Beilstein Journal of Organic Chemistry
- Discipline: Organic chemistry
- Language: English
- Edited by: Peter Seeberger

Publication details
- History: 2005–present
- Publisher: Beilstein Institute for the Advancement of Chemical Sciences, until February 2008 in partnership with BioMed Central
- Open access: Yes
- Impact factor: 2.2 (2023)

Standard abbreviations
- ISO 4: Beilstein J. Org. Chem.

Indexing
- CODEN: BJOCBH
- ISSN: 1860-5397
- LCCN: 2005243875
- OCLC no.: 61387227

Links
- Journal homepage;

= Beilstein Journal of Organic Chemistry =

The Beilstein Journal of Organic Chemistry is a peer-reviewed diamond open-access scientific journal established in 2005. The journal is published and completely funded by the Beilstein Institute for the Advancement of Chemical Sciences, a German non-profit foundation. The editor-in-chief is Peter Seeberger (Max Planck Institute of Colloids and Interfaces).

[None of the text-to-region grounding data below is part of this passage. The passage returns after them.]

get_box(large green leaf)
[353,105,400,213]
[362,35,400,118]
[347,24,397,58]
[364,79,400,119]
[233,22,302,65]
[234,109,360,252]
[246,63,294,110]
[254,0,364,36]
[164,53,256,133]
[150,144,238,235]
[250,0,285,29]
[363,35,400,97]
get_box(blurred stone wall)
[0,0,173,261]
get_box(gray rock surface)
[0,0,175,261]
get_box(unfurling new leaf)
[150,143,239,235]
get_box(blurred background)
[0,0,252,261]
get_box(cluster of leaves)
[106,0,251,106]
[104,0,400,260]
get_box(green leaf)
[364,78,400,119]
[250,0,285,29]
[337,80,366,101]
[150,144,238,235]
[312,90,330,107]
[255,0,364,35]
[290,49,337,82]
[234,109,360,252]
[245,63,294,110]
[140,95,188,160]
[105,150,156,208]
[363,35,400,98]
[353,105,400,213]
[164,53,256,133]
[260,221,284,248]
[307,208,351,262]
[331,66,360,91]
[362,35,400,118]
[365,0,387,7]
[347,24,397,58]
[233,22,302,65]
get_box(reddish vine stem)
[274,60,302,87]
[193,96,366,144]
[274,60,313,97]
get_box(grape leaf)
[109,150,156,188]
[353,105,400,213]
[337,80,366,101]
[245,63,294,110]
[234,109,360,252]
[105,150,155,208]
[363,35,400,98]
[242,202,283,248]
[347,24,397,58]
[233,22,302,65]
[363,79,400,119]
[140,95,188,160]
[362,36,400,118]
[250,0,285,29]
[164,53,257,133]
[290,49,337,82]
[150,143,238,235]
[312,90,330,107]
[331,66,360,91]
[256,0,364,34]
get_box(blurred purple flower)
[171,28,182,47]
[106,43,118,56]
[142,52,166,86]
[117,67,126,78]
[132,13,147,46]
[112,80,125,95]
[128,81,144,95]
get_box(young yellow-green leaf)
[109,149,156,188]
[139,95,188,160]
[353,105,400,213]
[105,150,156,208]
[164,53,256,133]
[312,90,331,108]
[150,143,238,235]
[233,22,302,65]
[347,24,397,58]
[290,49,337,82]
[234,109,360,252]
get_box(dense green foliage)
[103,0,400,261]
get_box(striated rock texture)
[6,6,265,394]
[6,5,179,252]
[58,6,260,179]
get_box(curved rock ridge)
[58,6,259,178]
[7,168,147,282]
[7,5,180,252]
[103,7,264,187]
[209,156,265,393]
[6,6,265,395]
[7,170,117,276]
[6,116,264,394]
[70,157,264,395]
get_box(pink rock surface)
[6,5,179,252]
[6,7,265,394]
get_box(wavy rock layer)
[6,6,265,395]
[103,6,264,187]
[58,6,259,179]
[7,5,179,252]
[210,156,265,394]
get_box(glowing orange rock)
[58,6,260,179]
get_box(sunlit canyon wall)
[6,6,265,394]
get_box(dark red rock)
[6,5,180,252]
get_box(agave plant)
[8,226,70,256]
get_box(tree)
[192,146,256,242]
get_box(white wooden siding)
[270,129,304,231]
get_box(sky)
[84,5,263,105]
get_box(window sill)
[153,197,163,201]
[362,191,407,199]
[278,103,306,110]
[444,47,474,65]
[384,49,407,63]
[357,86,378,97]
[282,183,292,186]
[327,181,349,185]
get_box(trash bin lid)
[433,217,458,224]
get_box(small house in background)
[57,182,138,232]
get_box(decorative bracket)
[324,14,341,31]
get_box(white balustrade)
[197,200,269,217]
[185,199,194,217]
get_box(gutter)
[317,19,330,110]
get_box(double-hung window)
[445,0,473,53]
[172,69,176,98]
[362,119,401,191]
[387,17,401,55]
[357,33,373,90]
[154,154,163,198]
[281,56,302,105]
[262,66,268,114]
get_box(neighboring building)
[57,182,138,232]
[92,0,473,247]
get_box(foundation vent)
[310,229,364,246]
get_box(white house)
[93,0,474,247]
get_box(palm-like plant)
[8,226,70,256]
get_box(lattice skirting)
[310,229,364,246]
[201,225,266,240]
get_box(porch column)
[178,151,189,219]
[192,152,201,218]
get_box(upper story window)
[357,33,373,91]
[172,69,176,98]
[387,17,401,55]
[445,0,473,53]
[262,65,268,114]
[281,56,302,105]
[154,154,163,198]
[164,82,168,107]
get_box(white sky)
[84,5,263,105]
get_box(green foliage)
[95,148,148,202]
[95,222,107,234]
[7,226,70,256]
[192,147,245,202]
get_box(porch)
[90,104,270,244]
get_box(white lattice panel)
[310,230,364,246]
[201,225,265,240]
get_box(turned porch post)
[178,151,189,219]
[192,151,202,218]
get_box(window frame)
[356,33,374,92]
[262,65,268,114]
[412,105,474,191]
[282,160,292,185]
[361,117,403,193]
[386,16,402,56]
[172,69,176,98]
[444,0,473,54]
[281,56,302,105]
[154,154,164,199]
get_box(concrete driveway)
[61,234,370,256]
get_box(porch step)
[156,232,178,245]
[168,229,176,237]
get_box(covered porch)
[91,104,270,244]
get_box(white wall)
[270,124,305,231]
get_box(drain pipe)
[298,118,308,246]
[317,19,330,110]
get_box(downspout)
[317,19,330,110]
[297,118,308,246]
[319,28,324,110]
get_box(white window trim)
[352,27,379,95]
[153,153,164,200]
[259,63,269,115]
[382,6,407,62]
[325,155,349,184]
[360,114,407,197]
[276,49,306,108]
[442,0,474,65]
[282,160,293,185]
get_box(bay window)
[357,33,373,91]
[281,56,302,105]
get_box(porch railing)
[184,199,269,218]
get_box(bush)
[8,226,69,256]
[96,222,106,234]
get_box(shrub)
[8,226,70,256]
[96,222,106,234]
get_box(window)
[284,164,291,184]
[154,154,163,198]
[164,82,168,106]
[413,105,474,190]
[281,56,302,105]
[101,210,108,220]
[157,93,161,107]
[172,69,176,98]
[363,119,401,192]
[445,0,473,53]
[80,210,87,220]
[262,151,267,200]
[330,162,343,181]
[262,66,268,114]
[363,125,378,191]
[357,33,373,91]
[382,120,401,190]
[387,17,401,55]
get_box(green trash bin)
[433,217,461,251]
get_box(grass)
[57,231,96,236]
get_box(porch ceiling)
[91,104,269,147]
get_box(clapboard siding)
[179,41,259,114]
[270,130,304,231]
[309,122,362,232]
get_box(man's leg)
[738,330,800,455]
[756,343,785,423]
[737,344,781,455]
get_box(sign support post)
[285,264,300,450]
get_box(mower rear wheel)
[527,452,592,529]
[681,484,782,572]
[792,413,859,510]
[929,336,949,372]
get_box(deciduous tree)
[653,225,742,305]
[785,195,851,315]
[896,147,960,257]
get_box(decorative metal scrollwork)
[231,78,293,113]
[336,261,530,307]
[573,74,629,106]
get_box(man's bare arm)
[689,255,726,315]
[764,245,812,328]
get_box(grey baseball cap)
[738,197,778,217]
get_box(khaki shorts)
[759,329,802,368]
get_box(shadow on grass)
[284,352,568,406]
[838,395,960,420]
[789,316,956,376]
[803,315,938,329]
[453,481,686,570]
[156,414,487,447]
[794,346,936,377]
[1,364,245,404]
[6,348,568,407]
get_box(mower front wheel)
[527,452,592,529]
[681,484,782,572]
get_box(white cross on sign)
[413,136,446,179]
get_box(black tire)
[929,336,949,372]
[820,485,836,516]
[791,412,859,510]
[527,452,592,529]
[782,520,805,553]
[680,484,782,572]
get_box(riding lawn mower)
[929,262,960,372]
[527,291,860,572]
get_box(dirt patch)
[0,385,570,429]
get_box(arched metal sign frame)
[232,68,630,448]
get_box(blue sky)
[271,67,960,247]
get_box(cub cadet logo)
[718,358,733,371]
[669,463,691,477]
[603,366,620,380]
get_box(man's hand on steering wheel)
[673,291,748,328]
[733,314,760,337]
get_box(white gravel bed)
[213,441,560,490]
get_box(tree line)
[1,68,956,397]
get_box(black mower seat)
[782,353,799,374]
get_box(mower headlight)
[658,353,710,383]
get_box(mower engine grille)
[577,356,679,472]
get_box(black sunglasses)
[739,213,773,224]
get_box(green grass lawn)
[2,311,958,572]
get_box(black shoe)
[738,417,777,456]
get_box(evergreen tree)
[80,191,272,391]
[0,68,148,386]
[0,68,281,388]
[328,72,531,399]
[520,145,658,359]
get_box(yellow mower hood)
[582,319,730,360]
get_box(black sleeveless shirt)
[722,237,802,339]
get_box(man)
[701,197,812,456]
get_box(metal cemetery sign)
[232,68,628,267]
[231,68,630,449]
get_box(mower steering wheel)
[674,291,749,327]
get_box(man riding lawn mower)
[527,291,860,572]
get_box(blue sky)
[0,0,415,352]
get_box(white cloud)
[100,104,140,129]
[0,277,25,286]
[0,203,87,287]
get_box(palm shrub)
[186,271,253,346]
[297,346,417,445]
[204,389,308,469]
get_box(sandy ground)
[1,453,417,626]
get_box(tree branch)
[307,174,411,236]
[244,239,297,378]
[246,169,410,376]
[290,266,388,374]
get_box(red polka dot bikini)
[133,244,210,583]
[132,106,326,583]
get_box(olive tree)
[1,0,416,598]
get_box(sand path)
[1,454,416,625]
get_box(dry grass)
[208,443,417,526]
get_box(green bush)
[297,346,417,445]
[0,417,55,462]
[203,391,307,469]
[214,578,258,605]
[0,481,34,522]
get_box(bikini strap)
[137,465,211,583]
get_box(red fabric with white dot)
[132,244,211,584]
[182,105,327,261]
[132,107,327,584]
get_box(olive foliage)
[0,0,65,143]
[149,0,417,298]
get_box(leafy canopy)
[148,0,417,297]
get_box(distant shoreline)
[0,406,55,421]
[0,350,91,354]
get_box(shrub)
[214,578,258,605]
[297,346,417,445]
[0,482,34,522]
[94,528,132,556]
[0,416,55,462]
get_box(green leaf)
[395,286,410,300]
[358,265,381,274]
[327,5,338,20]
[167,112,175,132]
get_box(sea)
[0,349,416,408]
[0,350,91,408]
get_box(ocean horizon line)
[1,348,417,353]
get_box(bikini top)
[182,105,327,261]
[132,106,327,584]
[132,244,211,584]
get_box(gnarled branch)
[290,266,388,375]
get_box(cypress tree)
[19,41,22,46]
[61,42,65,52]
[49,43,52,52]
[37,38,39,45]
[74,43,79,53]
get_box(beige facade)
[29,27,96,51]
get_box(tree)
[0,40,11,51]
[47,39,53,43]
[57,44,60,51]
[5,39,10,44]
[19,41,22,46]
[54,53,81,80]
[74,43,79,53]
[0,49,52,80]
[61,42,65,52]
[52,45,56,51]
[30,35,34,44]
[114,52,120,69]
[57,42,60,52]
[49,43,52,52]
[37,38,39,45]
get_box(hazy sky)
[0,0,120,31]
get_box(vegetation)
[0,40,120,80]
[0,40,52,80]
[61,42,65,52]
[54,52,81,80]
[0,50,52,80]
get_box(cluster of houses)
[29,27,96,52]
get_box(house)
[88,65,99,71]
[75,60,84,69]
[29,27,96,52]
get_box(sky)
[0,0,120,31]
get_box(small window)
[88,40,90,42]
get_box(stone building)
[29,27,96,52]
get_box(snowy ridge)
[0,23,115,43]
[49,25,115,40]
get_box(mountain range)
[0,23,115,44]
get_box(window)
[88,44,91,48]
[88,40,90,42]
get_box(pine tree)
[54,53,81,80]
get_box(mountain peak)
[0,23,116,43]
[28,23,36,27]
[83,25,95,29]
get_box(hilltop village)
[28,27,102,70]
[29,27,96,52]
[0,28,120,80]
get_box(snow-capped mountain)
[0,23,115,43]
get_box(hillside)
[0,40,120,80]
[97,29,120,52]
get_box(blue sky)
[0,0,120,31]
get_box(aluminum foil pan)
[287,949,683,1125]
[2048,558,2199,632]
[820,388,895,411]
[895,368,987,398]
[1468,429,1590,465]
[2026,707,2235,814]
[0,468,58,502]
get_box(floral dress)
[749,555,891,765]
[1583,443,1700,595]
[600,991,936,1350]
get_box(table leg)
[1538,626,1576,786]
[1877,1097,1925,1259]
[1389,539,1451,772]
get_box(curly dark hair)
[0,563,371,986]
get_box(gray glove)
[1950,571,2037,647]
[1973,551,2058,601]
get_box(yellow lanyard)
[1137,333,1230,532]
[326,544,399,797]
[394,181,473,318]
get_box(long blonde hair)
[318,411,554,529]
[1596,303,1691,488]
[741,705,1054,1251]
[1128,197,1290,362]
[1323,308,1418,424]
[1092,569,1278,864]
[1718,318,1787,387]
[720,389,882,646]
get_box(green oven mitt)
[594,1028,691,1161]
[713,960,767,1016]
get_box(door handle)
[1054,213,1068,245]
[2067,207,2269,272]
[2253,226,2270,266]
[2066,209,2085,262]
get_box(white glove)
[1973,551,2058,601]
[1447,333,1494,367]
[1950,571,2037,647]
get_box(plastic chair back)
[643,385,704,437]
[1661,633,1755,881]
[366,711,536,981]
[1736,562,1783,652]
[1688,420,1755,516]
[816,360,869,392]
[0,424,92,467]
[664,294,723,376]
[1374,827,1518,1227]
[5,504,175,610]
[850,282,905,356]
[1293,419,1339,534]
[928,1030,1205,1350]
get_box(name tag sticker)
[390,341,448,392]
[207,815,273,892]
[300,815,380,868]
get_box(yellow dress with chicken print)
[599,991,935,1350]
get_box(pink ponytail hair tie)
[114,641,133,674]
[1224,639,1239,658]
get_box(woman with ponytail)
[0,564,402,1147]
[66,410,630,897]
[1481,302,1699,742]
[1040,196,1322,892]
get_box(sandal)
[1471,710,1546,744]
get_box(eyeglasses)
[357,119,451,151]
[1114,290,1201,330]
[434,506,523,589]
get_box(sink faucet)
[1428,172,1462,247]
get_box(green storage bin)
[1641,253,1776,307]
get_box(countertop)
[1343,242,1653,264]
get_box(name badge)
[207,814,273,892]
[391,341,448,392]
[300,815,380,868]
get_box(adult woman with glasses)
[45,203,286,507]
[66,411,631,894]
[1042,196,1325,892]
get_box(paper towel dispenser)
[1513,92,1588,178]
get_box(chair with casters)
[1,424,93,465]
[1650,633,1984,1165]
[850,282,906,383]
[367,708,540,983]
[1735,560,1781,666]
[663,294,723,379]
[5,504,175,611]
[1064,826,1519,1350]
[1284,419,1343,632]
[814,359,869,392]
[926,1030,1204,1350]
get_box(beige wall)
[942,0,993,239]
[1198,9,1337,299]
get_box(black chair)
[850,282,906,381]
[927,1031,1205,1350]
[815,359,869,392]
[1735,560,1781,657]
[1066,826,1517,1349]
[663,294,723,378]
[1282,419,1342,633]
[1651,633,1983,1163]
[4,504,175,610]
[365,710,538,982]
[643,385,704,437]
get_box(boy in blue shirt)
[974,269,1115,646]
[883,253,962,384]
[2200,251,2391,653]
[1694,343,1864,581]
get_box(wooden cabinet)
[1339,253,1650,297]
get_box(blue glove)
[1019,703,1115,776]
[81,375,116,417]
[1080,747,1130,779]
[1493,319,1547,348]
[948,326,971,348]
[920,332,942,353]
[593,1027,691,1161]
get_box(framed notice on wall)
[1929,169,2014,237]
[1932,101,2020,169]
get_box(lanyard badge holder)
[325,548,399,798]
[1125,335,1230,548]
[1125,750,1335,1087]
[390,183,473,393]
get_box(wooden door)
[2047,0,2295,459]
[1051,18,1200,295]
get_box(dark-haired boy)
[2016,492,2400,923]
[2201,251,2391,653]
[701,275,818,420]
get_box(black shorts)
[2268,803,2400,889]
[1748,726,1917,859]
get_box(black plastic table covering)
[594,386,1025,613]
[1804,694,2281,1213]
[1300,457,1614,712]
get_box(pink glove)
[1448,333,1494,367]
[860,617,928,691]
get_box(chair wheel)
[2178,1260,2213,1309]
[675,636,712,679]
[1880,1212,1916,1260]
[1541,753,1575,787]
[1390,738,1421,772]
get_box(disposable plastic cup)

It is a member of the Free Journal Network.

Scientific videos are available for selected articles of the journal.

==Abstracting and indexing==
The journal is abstracted and indexed in Science Citation Index Expanded, Current Contents, Scopus, Chemical Abstracts Service and the Directory of Open Access Journals

According to the Journal Citation Reports, the journal has a 2023 impact factor of 2.2.